When Paul Korver founded Cinelicious in 2008, he had only one thing in mind — to move the state of film post production forward.
Korver’s Cinelicious is a post production studio, with locations in Hollywood and Santa Monica, offering a full slate of film and digital services. The company believes in respecting the craft and tradition of celluloid film, while leveraging all the benefits of the digital present. Cinelicious has been involved with high-level, film-based projects for directors such as Steven Spielberg, Christopher Nolan, J.J. Abrams, and Andrew Stanton, as well as studios including Paramount, Disney, Pixar, and Warner Bros.
Cinelicious “likes digital” but “loves film.” Why is film so important to you?
I have great childhood memories involving Super 8 cameras, but mainly I just like looking at it better. I believe that humans respond to celluloid when they see it in motion. It resonates with them emotionally.

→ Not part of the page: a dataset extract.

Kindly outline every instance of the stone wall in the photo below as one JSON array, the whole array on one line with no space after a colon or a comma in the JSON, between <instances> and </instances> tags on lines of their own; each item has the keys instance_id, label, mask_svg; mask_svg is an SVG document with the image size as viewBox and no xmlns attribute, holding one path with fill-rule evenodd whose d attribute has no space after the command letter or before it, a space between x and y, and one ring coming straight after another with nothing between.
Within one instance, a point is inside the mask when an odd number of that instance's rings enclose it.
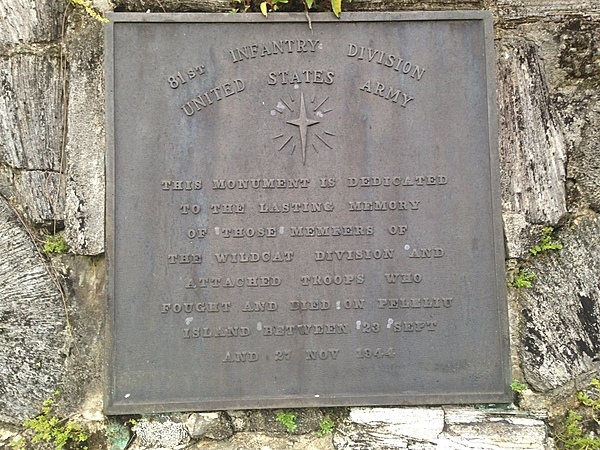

We say, ‘respect the past and embrace the future.’ It’s important to know where we come from, so we don’t get lost on the path to where we are going. We strive to stay rooted in how digital decisions derive from a photochemical process. No one has ever asked us to make film look more like digital. As a creative community, it’s important to have a choice of tools.
There’s an old adage that says: all post companies have the same equipment, only the talent and service differ. Is that still true?
Not at all. Many companies have sold off their film equipment, are letting it age, or never had it to begin with. We’ve made film technology a priority. When we wanted to be able to scan film at 4K, we chose to invest in the [DFT] SCANITY. It sees a full 3.5 film density of dynamic range, so it can scan the full dynamic range of KODAK VISION3 Film stocks and print film as well. I come from a love of Super 8, so we also wanted to see at least a 2K DI approach to scanning small format films. We just purchased LASERGRAPHICS’ ScanStation, the first optically pin registered, 2K Super 8, regular 8mm, and 9.5mm scanner, so we’ve upped our investment in small format as well.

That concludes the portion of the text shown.